The Value of Curiosity in the Workplace
While all companies can benefit from hiring creative employees, it is the smallest companies that have the most to gain from retaining a staff of highly inquisitive, quick-thinking individuals. Startups and other small businesses need to change quickly, adapt to outside factors, and pivot when the industry or their competitors demand it.
People who follow a checklist day in and day out can easily be left behind in this environment. Someone might be hired to program the front end of a relatively simple app and find that he or she is in line for the CTO role in less than a year. Startups need people who are quick on their feet, capable of adapting to new requirements in real time, and eager to learn and try new things. Natural curiosity can accomplish things that pure intellect and experience cannot.
Intellectual curiosity is an amorphous thing but plays an important role in how we understand overall intelligence. Raw intellect is often measured based on what people have learned and on their hands-on experience, but curiosity is the X-factor that opens up new windows on the business environment. Intellectually curious people are natural learners who would quickly become bored in a Fortune 100 company with tens of thousands of coworkers and a very narrowly defined role. Curious people are more likely to invest in themselves by participating in ongoing training and conferences, and by reading up on new techniques and following thought leaders. They crave knowledge and want to know as much as possible about what they do. For them, it’s not just a job – it’s a way of life.

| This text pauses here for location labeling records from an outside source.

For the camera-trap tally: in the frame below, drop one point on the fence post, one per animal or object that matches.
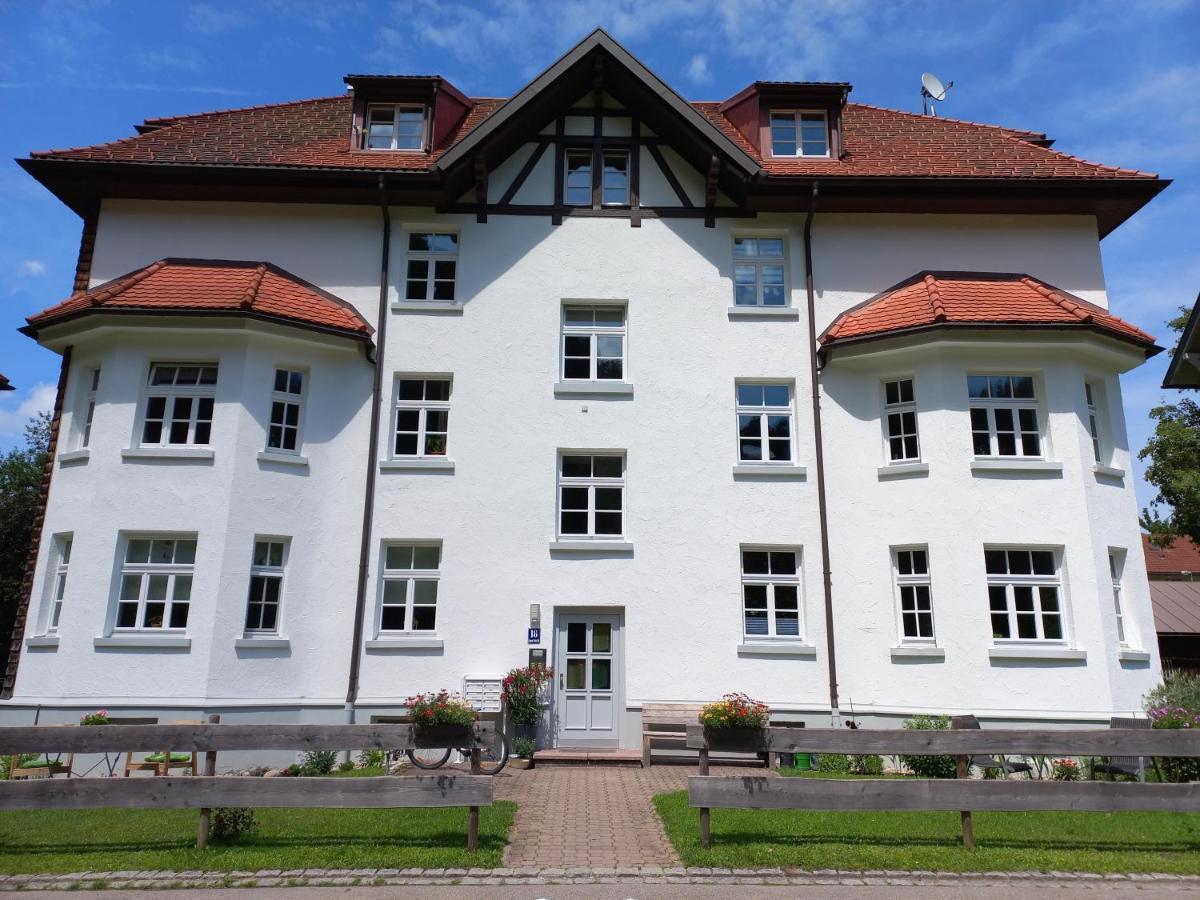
(963, 769)
(210, 769)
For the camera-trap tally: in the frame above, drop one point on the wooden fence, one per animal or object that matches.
(207, 792)
(706, 792)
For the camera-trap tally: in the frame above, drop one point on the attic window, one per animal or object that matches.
(391, 126)
(798, 132)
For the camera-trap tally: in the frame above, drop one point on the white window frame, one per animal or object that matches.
(759, 263)
(396, 108)
(411, 577)
(423, 408)
(1017, 405)
(591, 484)
(771, 581)
(1011, 581)
(145, 571)
(288, 399)
(797, 121)
(431, 258)
(765, 413)
(171, 393)
(900, 408)
(593, 333)
(267, 570)
(913, 580)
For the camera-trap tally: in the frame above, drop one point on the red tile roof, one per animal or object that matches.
(316, 133)
(214, 286)
(930, 299)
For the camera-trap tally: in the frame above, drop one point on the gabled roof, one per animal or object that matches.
(213, 286)
(975, 299)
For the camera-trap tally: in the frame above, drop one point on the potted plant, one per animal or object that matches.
(441, 719)
(520, 691)
(735, 723)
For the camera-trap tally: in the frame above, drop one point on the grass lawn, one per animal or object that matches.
(120, 840)
(1005, 841)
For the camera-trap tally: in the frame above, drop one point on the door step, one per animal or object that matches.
(580, 756)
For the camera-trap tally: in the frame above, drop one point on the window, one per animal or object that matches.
(771, 588)
(900, 421)
(912, 587)
(594, 343)
(179, 405)
(798, 133)
(394, 127)
(265, 587)
(156, 583)
(432, 265)
(765, 423)
(1024, 594)
(1003, 415)
(286, 401)
(423, 417)
(591, 496)
(409, 599)
(759, 271)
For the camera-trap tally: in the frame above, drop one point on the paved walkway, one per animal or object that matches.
(592, 816)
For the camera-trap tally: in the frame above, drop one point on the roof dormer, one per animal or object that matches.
(405, 113)
(790, 119)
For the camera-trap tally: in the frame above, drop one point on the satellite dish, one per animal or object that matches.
(933, 90)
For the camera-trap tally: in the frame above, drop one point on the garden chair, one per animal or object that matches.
(163, 761)
(1007, 767)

How to Encourage Curiosity in the Workplace
Human beings are typically educated in a strict, carefully structured environment that strips away much of their curiosity. The days of experimenting with piles of blocks as a happy toddler quickly gave way to standardized tests and strict lesson plans. But curiosity is one of the mostly important factors in learning, according to a 2010 study in the Journal of Personality Assessment.
Curious people get more out of their time spent learning and trying new things – they are eager to see what happens in new situations. Companies can foster the development of curiosity in the workplace by:
- Encouraging Communication – companies should create safe, encouraging spaces for people to ask all kinds of questions. The seemingly sillier or more outlandish the questions the better. The questions that appear to be the most outlandish often lead to the most important innovations.
- Expanding Timelines – most businesses operate on a quarter-to-quarter, year-to-year basis. But long-term thinking is important for the generation of truly innovative ideas. Set aside time to focus on long-term problems.
- Focusing on Talent in the Workplace – focus on each person’s unique skill set. It’s easy to focus on employees’ defined roles, but you might be missing their hidden skills and talents. Everyone has a job, but that job doesn’t fully encompass who each person really is.
If your team approaches problem-solving in the workplace in an open-minded way that requires creative, curious thought, it will more effectively meet challenges and you’ll find exciting new opportunities you never knew were there. Adopting this mind-set will attract more and more curious minds to your company over time.